Mais, sous le porche de la sacristie, le mémorial Camille Jurien rend aussi hommage à cette femme, considérée comme la seule notable de l'époque à reconnaître l'esclavage comme un crime. C'est entre 1858 et 1860 que Camille Jurien de la Gravière lance la construction de cet édifice sur l'habitation. Elle sera achevée par son neveu Albert de Villèle, et par tous les engagés et affranchis du domaine. Mais ce ne sont que les vestiges qui persistent aujourd'hui, après la destruction de la chapelle par un cyclone en 1881.

Commémoration du 10 mai au Bocage à Sainte-Suzanne

Un appel aux dons pour poursuivre les travaux

Pour rappel, ces vestiges ont été consolidés avec l'aide du Loto du Patrimoine, une subvention de la Région Réunion, et les fonds propres de l'association Mémorial Camille Jurien. "Mais aujourd'hui nous sommes arrivés au bout de nos ressources, nous lançons un appel aux dons pour continuer les travaux sur ces vestiges", souligne Florence Rivière.

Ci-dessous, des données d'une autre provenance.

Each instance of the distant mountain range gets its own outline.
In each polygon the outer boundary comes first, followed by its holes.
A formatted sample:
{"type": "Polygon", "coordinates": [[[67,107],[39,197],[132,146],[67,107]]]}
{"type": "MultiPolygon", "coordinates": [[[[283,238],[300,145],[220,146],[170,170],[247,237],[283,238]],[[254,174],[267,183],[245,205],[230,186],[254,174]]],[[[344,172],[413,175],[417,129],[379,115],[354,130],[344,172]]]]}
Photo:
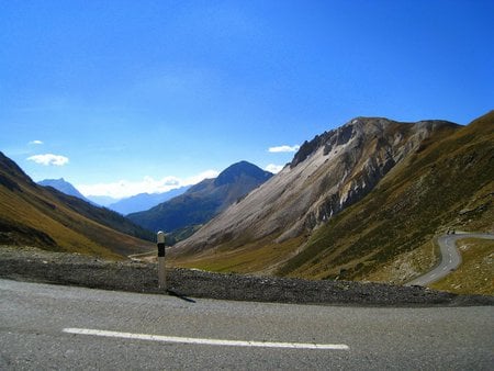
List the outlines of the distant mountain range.
{"type": "Polygon", "coordinates": [[[121,259],[154,249],[154,238],[119,213],[36,184],[0,153],[0,245],[121,259]]]}
{"type": "Polygon", "coordinates": [[[122,215],[126,215],[128,213],[135,213],[138,211],[148,210],[153,206],[156,206],[157,204],[168,201],[177,195],[182,194],[186,192],[190,187],[181,187],[178,189],[173,189],[168,192],[162,193],[139,193],[130,198],[125,198],[122,200],[116,200],[109,196],[89,196],[86,198],[80,193],[76,187],[74,187],[71,183],[66,181],[64,178],[60,179],[45,179],[37,182],[40,186],[43,187],[52,187],[56,190],[68,194],[74,195],[76,198],[79,198],[81,200],[85,200],[87,202],[90,202],[94,205],[102,205],[110,210],[116,211],[117,213],[121,213],[122,215]]]}
{"type": "Polygon", "coordinates": [[[127,217],[154,232],[170,233],[187,228],[191,233],[271,177],[271,172],[240,161],[215,179],[205,179],[179,196],[127,217]]]}
{"type": "Polygon", "coordinates": [[[181,187],[162,193],[139,193],[108,205],[109,209],[123,215],[149,210],[165,201],[184,193],[190,187],[181,187]]]}
{"type": "MultiPolygon", "coordinates": [[[[357,117],[177,244],[182,267],[403,283],[435,236],[494,231],[494,111],[468,126],[357,117]]],[[[424,268],[425,267],[425,268],[424,268]]]]}

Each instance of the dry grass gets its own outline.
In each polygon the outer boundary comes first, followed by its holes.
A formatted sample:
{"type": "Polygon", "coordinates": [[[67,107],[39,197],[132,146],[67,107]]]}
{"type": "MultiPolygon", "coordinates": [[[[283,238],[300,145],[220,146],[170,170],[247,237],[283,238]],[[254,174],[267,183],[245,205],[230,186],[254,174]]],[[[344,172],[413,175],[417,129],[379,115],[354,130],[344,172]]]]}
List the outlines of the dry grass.
{"type": "Polygon", "coordinates": [[[457,246],[462,263],[430,288],[458,294],[494,295],[494,240],[465,238],[457,246]]]}

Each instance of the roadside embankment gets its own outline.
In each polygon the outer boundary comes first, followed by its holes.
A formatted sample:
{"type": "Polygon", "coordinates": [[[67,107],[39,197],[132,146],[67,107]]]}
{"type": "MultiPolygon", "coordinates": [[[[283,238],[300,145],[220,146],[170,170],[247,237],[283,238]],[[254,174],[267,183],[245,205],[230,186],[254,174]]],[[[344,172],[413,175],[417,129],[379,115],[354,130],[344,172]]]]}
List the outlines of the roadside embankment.
{"type": "MultiPolygon", "coordinates": [[[[0,246],[0,278],[162,294],[156,263],[108,261],[77,254],[0,246]]],[[[456,295],[422,286],[167,270],[168,293],[190,297],[324,305],[494,305],[494,296],[456,295]]]]}

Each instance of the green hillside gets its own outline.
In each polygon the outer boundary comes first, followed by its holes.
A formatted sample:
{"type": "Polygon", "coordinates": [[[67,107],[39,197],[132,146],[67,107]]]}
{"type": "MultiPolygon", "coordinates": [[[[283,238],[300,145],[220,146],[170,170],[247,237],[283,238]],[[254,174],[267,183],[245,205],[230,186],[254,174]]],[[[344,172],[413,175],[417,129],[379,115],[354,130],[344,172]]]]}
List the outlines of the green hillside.
{"type": "Polygon", "coordinates": [[[1,153],[0,205],[0,245],[116,259],[153,248],[136,237],[150,238],[144,229],[120,221],[116,213],[37,186],[1,153]]]}

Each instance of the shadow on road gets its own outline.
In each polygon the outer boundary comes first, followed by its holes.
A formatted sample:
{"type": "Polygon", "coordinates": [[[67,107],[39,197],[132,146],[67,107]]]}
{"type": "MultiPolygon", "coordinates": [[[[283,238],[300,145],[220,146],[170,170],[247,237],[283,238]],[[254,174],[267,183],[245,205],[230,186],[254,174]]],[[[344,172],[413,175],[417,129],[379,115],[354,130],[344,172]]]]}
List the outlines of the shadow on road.
{"type": "Polygon", "coordinates": [[[180,292],[178,292],[178,291],[176,291],[176,290],[173,290],[173,289],[167,289],[167,293],[168,293],[169,295],[171,295],[171,296],[176,296],[176,297],[178,297],[178,299],[181,299],[181,300],[183,300],[184,302],[188,302],[188,303],[195,303],[194,300],[192,300],[192,299],[190,299],[190,297],[187,297],[184,294],[182,294],[182,293],[180,293],[180,292]]]}

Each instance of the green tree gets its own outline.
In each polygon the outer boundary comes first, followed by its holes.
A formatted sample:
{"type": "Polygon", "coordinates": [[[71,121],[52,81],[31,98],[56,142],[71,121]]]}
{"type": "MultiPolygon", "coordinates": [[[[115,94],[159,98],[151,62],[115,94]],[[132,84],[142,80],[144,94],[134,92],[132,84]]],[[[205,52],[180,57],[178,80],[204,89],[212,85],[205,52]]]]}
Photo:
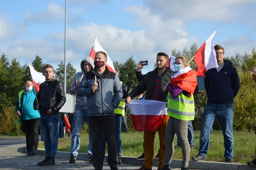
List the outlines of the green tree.
{"type": "Polygon", "coordinates": [[[32,62],[32,66],[36,71],[38,72],[43,72],[43,67],[44,64],[42,61],[42,58],[36,55],[35,59],[32,62]]]}
{"type": "MultiPolygon", "coordinates": [[[[115,63],[118,63],[116,62],[115,63]]],[[[134,73],[137,65],[133,56],[132,56],[127,59],[123,65],[120,64],[119,65],[119,78],[120,81],[125,83],[127,92],[133,89],[139,83],[134,73]]]]}
{"type": "MultiPolygon", "coordinates": [[[[63,61],[62,61],[59,64],[58,64],[59,68],[54,70],[54,74],[55,77],[59,78],[59,81],[62,83],[64,83],[64,63],[63,61]]],[[[66,68],[66,91],[67,93],[69,93],[69,87],[71,86],[73,77],[75,74],[76,71],[75,69],[73,67],[73,65],[70,62],[68,64],[66,68]]]]}
{"type": "Polygon", "coordinates": [[[17,61],[16,58],[13,59],[8,69],[9,78],[6,93],[7,96],[11,98],[12,102],[14,103],[18,93],[24,88],[22,79],[24,72],[20,62],[17,61]]]}
{"type": "Polygon", "coordinates": [[[3,53],[0,59],[0,93],[6,93],[8,88],[7,85],[8,80],[10,78],[9,73],[9,65],[10,64],[8,59],[5,53],[3,53]]]}

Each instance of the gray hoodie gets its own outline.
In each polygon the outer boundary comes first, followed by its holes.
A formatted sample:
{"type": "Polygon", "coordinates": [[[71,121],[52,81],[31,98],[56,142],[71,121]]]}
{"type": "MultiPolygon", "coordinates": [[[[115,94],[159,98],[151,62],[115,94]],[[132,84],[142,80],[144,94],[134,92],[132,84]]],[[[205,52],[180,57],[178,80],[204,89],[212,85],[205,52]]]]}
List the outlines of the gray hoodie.
{"type": "MultiPolygon", "coordinates": [[[[73,80],[71,84],[71,87],[69,88],[69,93],[72,95],[75,95],[76,93],[76,90],[75,89],[75,88],[77,83],[77,82],[80,80],[82,75],[85,73],[84,69],[84,62],[87,62],[91,65],[93,67],[93,69],[94,68],[94,65],[93,64],[93,60],[90,57],[86,57],[85,59],[82,60],[80,64],[81,71],[78,72],[76,73],[73,77],[73,80]]],[[[78,107],[85,109],[85,100],[86,97],[79,97],[76,96],[75,99],[75,107],[78,107]]]]}

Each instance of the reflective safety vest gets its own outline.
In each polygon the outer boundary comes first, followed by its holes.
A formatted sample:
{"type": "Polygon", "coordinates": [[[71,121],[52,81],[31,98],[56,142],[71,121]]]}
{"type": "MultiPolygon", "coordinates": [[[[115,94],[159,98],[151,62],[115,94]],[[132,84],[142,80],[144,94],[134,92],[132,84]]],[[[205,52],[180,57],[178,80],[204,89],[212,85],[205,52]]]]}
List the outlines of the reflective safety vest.
{"type": "Polygon", "coordinates": [[[195,117],[195,103],[194,96],[188,97],[182,92],[177,97],[173,98],[168,92],[167,101],[168,116],[181,120],[191,120],[195,117]]]}
{"type": "MultiPolygon", "coordinates": [[[[123,83],[123,82],[120,81],[121,85],[123,83]]],[[[120,114],[122,115],[122,117],[124,116],[125,111],[124,107],[125,107],[125,104],[124,103],[124,99],[122,99],[120,102],[120,103],[117,107],[117,108],[115,109],[114,111],[116,114],[120,114]]]]}
{"type": "Polygon", "coordinates": [[[20,105],[21,105],[21,103],[20,102],[20,98],[21,97],[21,95],[22,94],[22,93],[24,92],[24,91],[25,91],[25,90],[21,90],[19,92],[19,94],[18,95],[18,96],[19,96],[19,106],[20,107],[20,105]]]}

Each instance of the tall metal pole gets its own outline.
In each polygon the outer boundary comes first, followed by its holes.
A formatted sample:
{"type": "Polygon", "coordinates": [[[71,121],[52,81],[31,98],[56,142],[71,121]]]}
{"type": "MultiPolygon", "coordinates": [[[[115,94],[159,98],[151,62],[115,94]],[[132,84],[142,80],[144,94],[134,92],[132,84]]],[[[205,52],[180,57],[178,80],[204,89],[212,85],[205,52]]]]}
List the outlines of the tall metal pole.
{"type": "Polygon", "coordinates": [[[66,0],[65,0],[65,43],[64,50],[64,91],[66,93],[66,0]]]}

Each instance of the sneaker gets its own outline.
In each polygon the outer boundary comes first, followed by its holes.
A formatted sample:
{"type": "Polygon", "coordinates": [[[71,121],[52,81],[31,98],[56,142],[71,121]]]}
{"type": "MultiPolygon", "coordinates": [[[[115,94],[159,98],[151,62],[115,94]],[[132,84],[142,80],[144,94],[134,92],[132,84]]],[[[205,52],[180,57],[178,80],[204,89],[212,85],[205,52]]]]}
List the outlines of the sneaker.
{"type": "Polygon", "coordinates": [[[48,166],[49,165],[55,165],[55,159],[53,156],[48,156],[45,158],[43,162],[41,162],[39,165],[39,166],[48,166]]]}
{"type": "Polygon", "coordinates": [[[198,161],[205,160],[205,159],[203,158],[203,156],[200,155],[197,155],[194,157],[192,157],[192,158],[191,158],[191,159],[192,159],[194,160],[194,161],[198,161]]]}
{"type": "Polygon", "coordinates": [[[122,161],[121,160],[121,157],[118,157],[118,164],[119,165],[122,164],[122,161]]]}
{"type": "Polygon", "coordinates": [[[89,156],[89,158],[88,159],[88,160],[89,161],[89,162],[93,163],[93,157],[89,156]]]}
{"type": "Polygon", "coordinates": [[[248,162],[247,162],[247,164],[250,166],[256,166],[256,158],[251,161],[248,162]]]}
{"type": "Polygon", "coordinates": [[[162,169],[161,169],[161,170],[172,170],[172,169],[171,169],[171,168],[170,168],[169,166],[169,165],[167,165],[163,166],[163,167],[162,167],[162,169]]]}
{"type": "Polygon", "coordinates": [[[76,159],[76,157],[74,154],[72,154],[70,155],[70,159],[69,160],[69,163],[75,163],[75,160],[76,159]]]}
{"type": "Polygon", "coordinates": [[[145,155],[144,154],[144,152],[141,155],[141,156],[139,156],[137,158],[137,159],[138,160],[144,160],[145,159],[145,155]]]}
{"type": "Polygon", "coordinates": [[[227,158],[226,159],[226,162],[227,163],[232,163],[233,162],[233,160],[229,158],[227,158]]]}
{"type": "Polygon", "coordinates": [[[50,156],[46,156],[45,157],[45,159],[44,159],[44,160],[43,161],[42,161],[42,162],[39,162],[38,163],[37,163],[37,165],[38,165],[38,166],[40,166],[40,164],[41,164],[41,163],[45,162],[46,162],[47,160],[48,160],[49,159],[49,157],[50,157],[50,156]]]}
{"type": "Polygon", "coordinates": [[[31,150],[29,153],[30,156],[35,156],[35,152],[34,150],[31,150]]]}
{"type": "Polygon", "coordinates": [[[158,150],[158,153],[157,153],[157,156],[156,156],[156,157],[155,157],[154,159],[158,159],[158,156],[159,156],[159,151],[160,151],[160,149],[158,150]]]}

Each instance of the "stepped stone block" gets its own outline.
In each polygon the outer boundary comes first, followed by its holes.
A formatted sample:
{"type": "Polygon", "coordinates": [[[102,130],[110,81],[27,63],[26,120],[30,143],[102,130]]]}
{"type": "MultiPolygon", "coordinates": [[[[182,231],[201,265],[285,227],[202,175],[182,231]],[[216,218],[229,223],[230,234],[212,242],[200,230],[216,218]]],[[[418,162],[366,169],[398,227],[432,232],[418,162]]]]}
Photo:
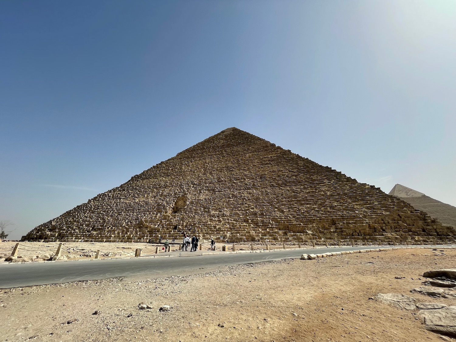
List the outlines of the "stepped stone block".
{"type": "Polygon", "coordinates": [[[22,240],[455,243],[455,230],[373,186],[235,128],[134,176],[22,240]]]}

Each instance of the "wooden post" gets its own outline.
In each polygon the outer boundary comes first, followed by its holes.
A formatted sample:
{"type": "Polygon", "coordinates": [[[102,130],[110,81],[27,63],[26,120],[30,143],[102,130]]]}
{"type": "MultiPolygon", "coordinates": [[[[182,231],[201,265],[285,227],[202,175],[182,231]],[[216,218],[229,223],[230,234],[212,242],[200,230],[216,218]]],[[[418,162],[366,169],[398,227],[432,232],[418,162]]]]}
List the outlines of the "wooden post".
{"type": "Polygon", "coordinates": [[[58,244],[58,247],[57,247],[57,251],[56,252],[56,255],[60,255],[60,253],[62,253],[62,244],[58,244]]]}
{"type": "Polygon", "coordinates": [[[11,256],[17,256],[17,250],[19,249],[19,243],[18,242],[13,249],[13,251],[11,252],[11,256]]]}

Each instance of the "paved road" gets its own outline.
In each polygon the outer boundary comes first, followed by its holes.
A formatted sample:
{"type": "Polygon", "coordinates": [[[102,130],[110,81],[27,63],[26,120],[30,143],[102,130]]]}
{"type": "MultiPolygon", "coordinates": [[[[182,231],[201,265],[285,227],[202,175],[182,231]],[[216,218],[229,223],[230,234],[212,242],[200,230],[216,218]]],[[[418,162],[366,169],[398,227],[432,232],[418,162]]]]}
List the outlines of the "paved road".
{"type": "MultiPolygon", "coordinates": [[[[0,289],[142,275],[147,275],[153,278],[164,272],[178,275],[184,272],[202,268],[212,268],[298,258],[303,253],[316,254],[378,248],[378,247],[343,247],[194,256],[186,254],[189,255],[186,257],[154,259],[140,257],[110,260],[8,264],[0,265],[0,289]]],[[[439,247],[442,248],[443,246],[439,247]]]]}

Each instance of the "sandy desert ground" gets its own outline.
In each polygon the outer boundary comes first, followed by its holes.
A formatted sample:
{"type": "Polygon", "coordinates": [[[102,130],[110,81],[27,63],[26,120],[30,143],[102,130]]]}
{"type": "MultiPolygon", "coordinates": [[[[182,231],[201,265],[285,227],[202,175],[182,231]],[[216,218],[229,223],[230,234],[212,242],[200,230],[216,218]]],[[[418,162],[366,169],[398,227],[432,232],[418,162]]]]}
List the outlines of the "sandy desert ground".
{"type": "Polygon", "coordinates": [[[410,290],[455,261],[455,249],[404,249],[2,290],[0,341],[441,341],[415,312],[370,298],[454,304],[410,290]]]}

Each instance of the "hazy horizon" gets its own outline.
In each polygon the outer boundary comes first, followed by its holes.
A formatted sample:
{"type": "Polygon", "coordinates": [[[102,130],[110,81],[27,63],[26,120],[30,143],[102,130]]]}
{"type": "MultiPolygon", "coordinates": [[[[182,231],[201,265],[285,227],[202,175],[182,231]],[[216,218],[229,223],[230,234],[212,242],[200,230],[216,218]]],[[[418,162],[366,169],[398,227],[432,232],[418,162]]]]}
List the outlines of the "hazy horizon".
{"type": "Polygon", "coordinates": [[[236,127],[456,206],[456,2],[0,3],[9,238],[236,127]]]}

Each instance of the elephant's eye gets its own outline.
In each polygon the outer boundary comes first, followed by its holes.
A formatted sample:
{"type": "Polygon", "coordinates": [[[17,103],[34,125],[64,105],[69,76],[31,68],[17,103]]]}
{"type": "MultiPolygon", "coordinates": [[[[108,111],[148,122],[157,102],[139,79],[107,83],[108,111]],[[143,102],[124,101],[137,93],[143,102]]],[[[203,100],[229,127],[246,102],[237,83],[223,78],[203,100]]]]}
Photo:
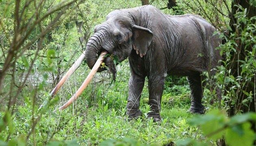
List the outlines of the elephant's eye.
{"type": "Polygon", "coordinates": [[[121,34],[119,34],[117,35],[114,36],[114,39],[115,40],[117,41],[118,43],[121,44],[122,43],[123,39],[122,38],[122,36],[121,34]]]}

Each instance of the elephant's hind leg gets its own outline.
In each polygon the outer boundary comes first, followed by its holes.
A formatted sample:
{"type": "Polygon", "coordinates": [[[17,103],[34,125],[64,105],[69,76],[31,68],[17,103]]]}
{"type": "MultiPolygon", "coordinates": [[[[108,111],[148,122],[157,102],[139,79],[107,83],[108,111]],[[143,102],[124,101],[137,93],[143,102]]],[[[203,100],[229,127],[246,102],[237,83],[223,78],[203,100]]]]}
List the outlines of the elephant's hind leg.
{"type": "Polygon", "coordinates": [[[202,88],[200,75],[188,76],[187,79],[189,84],[191,93],[191,106],[189,109],[193,113],[203,114],[204,107],[202,104],[203,90],[202,88]]]}

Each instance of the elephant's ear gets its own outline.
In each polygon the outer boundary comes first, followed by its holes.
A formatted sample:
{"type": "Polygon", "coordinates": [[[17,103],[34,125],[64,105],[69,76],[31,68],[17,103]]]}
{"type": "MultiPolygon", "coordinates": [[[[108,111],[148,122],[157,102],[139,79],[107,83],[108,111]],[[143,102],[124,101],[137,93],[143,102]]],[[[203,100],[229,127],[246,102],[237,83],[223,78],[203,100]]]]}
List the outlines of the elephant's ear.
{"type": "Polygon", "coordinates": [[[137,54],[139,53],[141,57],[145,55],[148,48],[150,45],[153,33],[149,29],[134,25],[132,28],[132,46],[137,54]]]}

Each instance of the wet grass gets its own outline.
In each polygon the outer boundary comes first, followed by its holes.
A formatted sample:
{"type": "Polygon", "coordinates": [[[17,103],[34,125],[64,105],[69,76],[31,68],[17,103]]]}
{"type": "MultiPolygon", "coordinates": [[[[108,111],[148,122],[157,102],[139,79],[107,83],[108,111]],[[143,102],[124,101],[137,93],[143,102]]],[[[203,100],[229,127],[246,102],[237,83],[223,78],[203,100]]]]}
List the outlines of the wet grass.
{"type": "MultiPolygon", "coordinates": [[[[59,100],[42,115],[35,127],[35,135],[30,138],[30,144],[34,140],[38,145],[43,145],[49,141],[75,139],[81,145],[95,145],[106,139],[128,137],[144,144],[161,145],[178,139],[200,136],[197,128],[187,124],[193,116],[187,112],[190,106],[187,85],[166,85],[161,113],[163,120],[154,123],[146,117],[150,108],[147,103],[148,91],[146,82],[140,107],[143,116],[128,121],[126,112],[130,73],[127,64],[119,67],[116,82],[111,84],[111,79],[106,77],[106,73],[98,73],[73,105],[62,111],[56,110],[82,82],[84,79],[81,76],[87,73],[78,70],[57,94],[56,98],[59,100]],[[34,140],[33,137],[36,138],[34,140]]],[[[47,98],[51,88],[49,85],[37,93],[35,109],[47,98]]],[[[17,105],[15,112],[15,134],[11,138],[26,136],[31,129],[33,115],[36,117],[40,113],[36,110],[33,113],[30,94],[28,90],[23,91],[24,99],[19,99],[18,103],[22,103],[17,105]]],[[[3,133],[0,134],[4,139],[8,136],[3,133]]]]}

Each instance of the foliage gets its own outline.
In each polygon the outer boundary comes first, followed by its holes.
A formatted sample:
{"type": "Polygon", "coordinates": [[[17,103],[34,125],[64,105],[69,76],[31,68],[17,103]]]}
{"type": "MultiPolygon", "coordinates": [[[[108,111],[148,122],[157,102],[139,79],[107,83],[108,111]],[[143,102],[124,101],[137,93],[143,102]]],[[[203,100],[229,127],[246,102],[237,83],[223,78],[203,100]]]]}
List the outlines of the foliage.
{"type": "Polygon", "coordinates": [[[217,140],[223,137],[230,146],[252,145],[256,133],[251,129],[252,125],[249,122],[256,121],[256,114],[247,113],[230,118],[226,115],[226,112],[215,110],[205,115],[194,118],[190,120],[190,124],[200,126],[207,143],[187,139],[178,141],[177,145],[208,145],[207,144],[210,144],[210,140],[217,140]]]}
{"type": "MultiPolygon", "coordinates": [[[[225,30],[231,29],[228,17],[231,0],[177,0],[176,7],[161,10],[170,15],[190,13],[202,16],[222,32],[226,43],[219,48],[225,58],[222,65],[216,69],[216,75],[204,75],[205,105],[208,110],[219,108],[223,111],[213,111],[193,118],[194,115],[187,112],[190,99],[186,77],[169,76],[162,100],[163,119],[159,123],[147,117],[150,109],[147,81],[140,103],[144,114],[141,118],[128,121],[125,113],[130,73],[127,60],[117,66],[115,82],[111,82],[108,72],[97,73],[80,99],[66,110],[56,109],[76,90],[89,73],[85,62],[54,98],[49,96],[52,87],[85,49],[94,26],[115,9],[140,6],[140,0],[22,0],[18,4],[19,1],[0,0],[0,11],[3,12],[0,14],[0,79],[3,81],[0,83],[0,145],[172,145],[177,141],[178,145],[215,145],[215,140],[223,136],[230,145],[241,142],[249,145],[255,139],[248,122],[255,121],[255,114],[228,118],[223,112],[235,107],[235,112],[240,114],[243,112],[241,106],[249,106],[248,103],[255,98],[255,92],[247,92],[245,88],[248,83],[254,84],[252,79],[255,74],[256,18],[245,17],[246,9],[238,13],[239,23],[235,26],[242,33],[227,35],[225,30]],[[51,10],[55,11],[49,13],[51,10]],[[17,27],[19,21],[24,25],[17,27]],[[17,28],[21,31],[16,30],[17,28]],[[19,46],[14,45],[17,42],[21,43],[19,46]],[[241,46],[246,49],[252,46],[253,49],[247,49],[244,60],[236,60],[242,69],[241,75],[234,76],[230,73],[232,56],[239,54],[237,49],[241,46]],[[13,55],[7,59],[12,50],[15,50],[13,55]],[[217,83],[213,83],[215,81],[217,83]],[[216,97],[216,88],[221,90],[221,100],[216,97]],[[236,94],[239,90],[243,91],[243,95],[236,94]],[[234,101],[241,97],[242,102],[237,104],[234,101]],[[44,108],[38,110],[44,102],[44,108]],[[230,140],[234,138],[237,141],[230,140]],[[177,141],[181,139],[185,140],[177,141]]],[[[167,1],[150,3],[162,8],[167,1]]]]}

"Ce site valait la peine d'être installé, nous allons continuer notre action pour transmettre aux jeunes, aux écoliers, ce passé qui n'a de sens que si on en parle et qu'on se rend compte qu'il y a eu des êtres humains, des enfants esclaves, des femmes, qui ont oeuvré pour humaniser leur environnement et humaniser ce qui reste un crime contre l'humanité."

Florence Rivière, présidente de l'association Mémorial Camille Jurien

Le site du Mémorial aux affranchis et aux engagés du domaine de Bel Air se visite sur rendez-vous une grande partie de l'année, et gratuitement le 10 mai et le 20 décembre.